Crawler downloads pdfs to project root directory
Describe the bug crawler = Crawler(output_dir="crawled_files") works ok. Defaults are a bit screwy (hidden_text=True, really?) but it also ends up following links to pdfs and downloading them. They aren't placed in the output_dir. I believe the underlying Selenium driver is just doing its thing, and the pdf link corner case isn't handled.
Error message No error, but if you crawl for a while you will invariably see a bunch of pdfs in your root folder if you are crawling sites with pdf brochures.
Expected behavior Ideally, a way to handle the pdfs, convert them to documents, and specify how you want them converted.

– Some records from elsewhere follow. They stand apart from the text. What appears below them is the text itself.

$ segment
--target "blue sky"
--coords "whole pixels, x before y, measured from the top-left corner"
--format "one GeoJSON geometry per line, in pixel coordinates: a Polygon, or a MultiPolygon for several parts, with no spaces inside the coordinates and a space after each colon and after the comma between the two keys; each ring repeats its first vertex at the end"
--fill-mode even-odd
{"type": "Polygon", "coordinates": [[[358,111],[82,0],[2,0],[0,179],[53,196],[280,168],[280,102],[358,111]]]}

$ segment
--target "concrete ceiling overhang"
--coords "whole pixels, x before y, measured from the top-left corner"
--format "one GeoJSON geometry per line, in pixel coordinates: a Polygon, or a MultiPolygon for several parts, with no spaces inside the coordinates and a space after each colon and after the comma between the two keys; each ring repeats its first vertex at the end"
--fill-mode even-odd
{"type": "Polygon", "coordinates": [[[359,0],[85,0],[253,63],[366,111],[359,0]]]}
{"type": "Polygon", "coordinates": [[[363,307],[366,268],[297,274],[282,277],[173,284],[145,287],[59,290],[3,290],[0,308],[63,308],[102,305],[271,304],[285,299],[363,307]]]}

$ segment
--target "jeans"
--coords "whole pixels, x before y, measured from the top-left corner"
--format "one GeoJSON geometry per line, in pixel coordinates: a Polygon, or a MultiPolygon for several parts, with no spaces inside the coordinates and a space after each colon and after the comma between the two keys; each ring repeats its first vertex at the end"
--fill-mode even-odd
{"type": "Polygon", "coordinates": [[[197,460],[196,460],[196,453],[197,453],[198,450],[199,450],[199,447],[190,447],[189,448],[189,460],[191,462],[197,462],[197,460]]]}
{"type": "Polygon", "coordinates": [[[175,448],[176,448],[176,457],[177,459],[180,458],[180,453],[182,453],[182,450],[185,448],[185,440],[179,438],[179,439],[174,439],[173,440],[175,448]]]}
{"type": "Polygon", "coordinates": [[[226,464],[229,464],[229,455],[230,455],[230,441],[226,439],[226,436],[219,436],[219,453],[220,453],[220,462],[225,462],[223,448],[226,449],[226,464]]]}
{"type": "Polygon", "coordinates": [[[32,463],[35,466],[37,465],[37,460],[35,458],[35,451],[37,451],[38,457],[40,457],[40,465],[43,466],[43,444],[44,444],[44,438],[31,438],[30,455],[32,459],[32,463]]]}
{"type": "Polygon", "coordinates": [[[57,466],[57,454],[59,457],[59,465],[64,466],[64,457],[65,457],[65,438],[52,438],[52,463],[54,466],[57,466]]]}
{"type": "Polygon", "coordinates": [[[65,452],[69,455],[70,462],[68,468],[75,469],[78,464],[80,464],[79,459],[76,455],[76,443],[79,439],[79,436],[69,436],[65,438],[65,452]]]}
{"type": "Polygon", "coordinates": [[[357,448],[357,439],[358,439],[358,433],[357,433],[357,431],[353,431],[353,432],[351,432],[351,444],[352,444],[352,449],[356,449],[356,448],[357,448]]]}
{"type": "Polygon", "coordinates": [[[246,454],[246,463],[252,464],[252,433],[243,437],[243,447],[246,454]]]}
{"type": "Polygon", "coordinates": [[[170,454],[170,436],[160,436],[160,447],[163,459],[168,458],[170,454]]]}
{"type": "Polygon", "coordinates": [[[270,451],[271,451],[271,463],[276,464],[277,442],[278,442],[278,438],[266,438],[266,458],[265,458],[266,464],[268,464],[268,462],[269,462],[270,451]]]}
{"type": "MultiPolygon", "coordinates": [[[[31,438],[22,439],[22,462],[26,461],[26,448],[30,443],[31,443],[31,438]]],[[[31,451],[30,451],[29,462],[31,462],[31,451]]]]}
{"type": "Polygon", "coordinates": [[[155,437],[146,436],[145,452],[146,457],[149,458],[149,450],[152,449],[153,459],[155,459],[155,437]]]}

Additional context The default extract_hidden_text=True doesn't make sense, it will extract javascript code usually not what you want in your documents
To Reproduce
Steps to reproduce the behavior
Just crawl the following urls with defaults, you will see a bunch of pdfs appear in your project root folder
travel_insurance_urls = [ "https://www.hsbc.com.hk/insurance/products/travel", "https://www.aig.com.hk/personal/travel-insurance", "https://www.zurich.com.hk/en/products/travel", "https://www.bluecross.com.hk/en/Travel-Smart/Information", "https://www.moneysmart.hk/en/travel-insurance", "https://www.moneyhero.com.hk/en/travel-insurance?psCollapse=true", ]
FAQ Check
- [x] Have you had a look at our new FAQ page?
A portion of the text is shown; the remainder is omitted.